To help keep pace with all of the election coverage on the 24/7 news channels, Jed has been archiving closed captioning data. However, the sheer volume of text makes it hard to analyze.
In this diary, I'll show several automatically generated images (word clouds) that I created that highlight the prevalence of certain words in election coverage on these three channels; the analysis is over the last week's worth of closed captioning feeds. Let's look at the top 20 words on CNN, MSNBC, and Fox News (from left to right):
A recent study from George Mason University found that in major network news coverage "28% of the statements were positive for Obama and 72% negative" whereas for McCain "43% of the statements positive and 57% negative". (The fact that coverage for both of them is more than 50% negative isn't that surprising - it's easy for pundits to tear into candidates.) It's hard to determine using a purely automated analysis whether references to Obama or McCain were positive or negative, but if we combine the GMU study with this one, it becomes plainly obvious that Obama gets the short end of the media stick: not only is Obama talked about far more in the media, but the majority of that coverage is negative.

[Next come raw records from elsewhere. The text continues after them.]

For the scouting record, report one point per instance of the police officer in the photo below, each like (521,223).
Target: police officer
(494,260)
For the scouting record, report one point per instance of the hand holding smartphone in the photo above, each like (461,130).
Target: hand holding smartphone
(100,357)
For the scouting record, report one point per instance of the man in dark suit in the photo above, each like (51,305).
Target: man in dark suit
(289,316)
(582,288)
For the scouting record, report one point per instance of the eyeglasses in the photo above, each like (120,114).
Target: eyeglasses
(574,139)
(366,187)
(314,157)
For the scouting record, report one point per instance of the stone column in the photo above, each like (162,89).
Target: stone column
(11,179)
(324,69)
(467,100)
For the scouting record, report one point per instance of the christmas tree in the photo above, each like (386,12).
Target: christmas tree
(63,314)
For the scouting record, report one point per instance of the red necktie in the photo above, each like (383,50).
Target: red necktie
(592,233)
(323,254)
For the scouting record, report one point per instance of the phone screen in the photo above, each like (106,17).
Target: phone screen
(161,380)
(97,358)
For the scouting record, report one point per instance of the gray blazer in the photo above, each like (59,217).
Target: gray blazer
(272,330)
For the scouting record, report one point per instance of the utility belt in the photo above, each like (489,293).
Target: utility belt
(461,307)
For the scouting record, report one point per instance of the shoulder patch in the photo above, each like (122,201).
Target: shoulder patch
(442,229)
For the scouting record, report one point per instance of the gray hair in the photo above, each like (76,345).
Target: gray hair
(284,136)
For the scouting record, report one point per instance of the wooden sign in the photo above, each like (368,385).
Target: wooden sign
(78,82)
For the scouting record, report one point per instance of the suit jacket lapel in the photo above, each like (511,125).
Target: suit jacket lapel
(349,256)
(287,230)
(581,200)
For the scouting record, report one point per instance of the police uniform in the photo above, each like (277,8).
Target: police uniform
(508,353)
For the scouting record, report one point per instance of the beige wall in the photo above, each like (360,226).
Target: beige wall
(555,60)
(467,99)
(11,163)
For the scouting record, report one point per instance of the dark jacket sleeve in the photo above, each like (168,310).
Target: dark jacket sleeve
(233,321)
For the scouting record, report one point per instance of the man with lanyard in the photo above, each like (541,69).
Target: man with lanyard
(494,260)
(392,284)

Keeping that in mind, note how MSNBC has the most "balance" (relatively speaking) between "Obama" and "McCain" and Fox News has the least balance. In addition, it's possible that Fox News also references Obama by his full name (or first name) more often than the other networks, which causes "Barack" to be the third most common word.

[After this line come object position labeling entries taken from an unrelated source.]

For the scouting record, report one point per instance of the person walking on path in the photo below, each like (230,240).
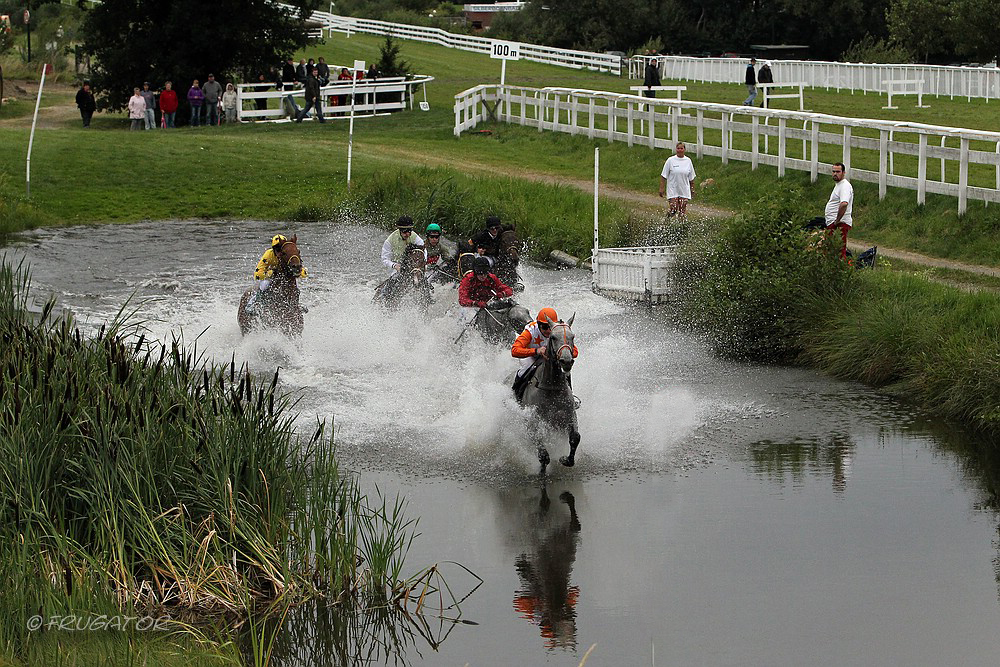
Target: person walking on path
(168,104)
(136,110)
(677,181)
(229,101)
(149,97)
(751,81)
(213,91)
(86,103)
(196,99)
(313,98)
(840,206)
(651,78)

Next, let's look at our favorite feuding TV hosts, Keith Olbermann and Bill O'Reilly, and let's throw in Wolf Blitzer as well (left to right):
The image is a bit damning for Bill O'Reilly - his coverage is far more singularly focused on Barack Obama than Keith Olbermann's is on McCain. Wolf Blitzer ends up around the media's average, which means he's skewed towards more (negative) coverage for Obama.
Finally, let's look at Anderson Cooper, Chris Matthews, and Sean Hannity:
Interestingly, it seems that both Anderson Cooper and Chris Matthews still like talking about Bill and/or Hillary Clinton fairly often in their election coverage, whereas Hannity doesn't. (However, Fox News coverage does tend to include the Clintons a fair bit, as the overall image shows.)

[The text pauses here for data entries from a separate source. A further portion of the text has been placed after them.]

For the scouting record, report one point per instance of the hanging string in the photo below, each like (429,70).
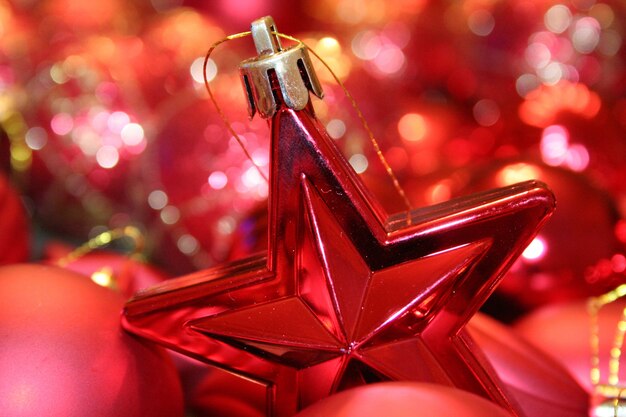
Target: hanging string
(104,239)
(364,123)
(225,119)
(353,102)
(612,389)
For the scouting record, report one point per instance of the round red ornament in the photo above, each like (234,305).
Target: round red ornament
(403,399)
(63,352)
(564,332)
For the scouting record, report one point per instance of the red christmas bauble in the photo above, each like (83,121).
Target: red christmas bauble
(14,230)
(541,385)
(563,331)
(558,265)
(403,399)
(63,352)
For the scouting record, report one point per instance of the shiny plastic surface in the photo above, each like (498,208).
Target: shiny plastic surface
(346,295)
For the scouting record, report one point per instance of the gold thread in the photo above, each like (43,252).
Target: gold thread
(353,102)
(218,108)
(593,307)
(366,126)
(104,239)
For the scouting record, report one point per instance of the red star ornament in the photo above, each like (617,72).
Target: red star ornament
(346,294)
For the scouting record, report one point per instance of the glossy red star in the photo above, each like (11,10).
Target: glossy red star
(346,295)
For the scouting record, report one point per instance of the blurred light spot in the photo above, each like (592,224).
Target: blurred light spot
(336,128)
(187,244)
(57,74)
(218,180)
(514,173)
(117,120)
(36,138)
(537,55)
(397,157)
(618,263)
(87,140)
(554,144)
(526,83)
(439,192)
(577,158)
(610,42)
(603,13)
(535,251)
(558,18)
(103,277)
(351,11)
(226,225)
(197,66)
(412,127)
(62,124)
(359,163)
(390,60)
(251,178)
(107,156)
(486,112)
(366,45)
(328,45)
(170,215)
(551,73)
(620,230)
(544,104)
(132,134)
(481,22)
(157,199)
(586,35)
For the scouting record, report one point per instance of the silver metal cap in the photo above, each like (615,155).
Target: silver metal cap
(293,68)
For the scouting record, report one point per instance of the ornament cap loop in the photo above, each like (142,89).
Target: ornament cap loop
(291,67)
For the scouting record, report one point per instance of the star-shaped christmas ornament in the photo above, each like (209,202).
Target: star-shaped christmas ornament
(346,295)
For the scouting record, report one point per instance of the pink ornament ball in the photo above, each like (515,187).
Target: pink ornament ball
(403,399)
(64,354)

If you'd like to try processing closed captioning text on your own, here's how I did it. First, you need to extract and reformat the closed caption text, which is output from the Windows closed caption extraction tool:
cut -f 2 | dos2unix | sed 's/>> /\n/' | fmt
Next (optionally) you can search for content that is near a mention of Obama or McCain, to hone in on election-related coverage:
egrep -C 5 -i obama\|mccain
Next, you need to create a word frequency histogram, after filtering out unwanted garbage words (in a text file called garbage-words):
tr " " "\n" | tr -d ",.()[]\"" | ./toupper.py | sort | grep -v ":" | egrep -vix \"`cat garbage-words | tr "\n" "|"`\" | uniq -c | sort -n -r
Finally, you need to generate the word cloud images using Imagemagick:
#!/usr/bin/python
import os, sys
from math import log
font = "Helvetica-Bold"
maxfontsize = 100
firstfontsize = 0
imagelist = ""
for line in sys.stdin.readlines():
fields = line.strip().split()
count = int(fields[0])
word = fields[1].replace("'", "’")
print "word ", word
fontsize = int(pow(count,1.1) / 25)
if firstfontsize == 0:
firstfontsize = fontsize
# scale font size relative to maxfontsize
fontsize = int(float(fontsize) * float(maxfontsize) / float(firstfontsize))
cmd = "convert -font " + font + " -pointsize " + str(fontsize) + " label:'"
+ word + "' " + "tmpimage." + word + ".png"
os.system(cmd)
imagelist = imagelist + "tmpimage." + word + ".png "
cmd = "convert -background white -gravity Center " + imagelist + "-append cloud.
png"
os.system(cmd)
os.system("rm tmpimage*.*")
Are there other interesting studies that could be done with this data?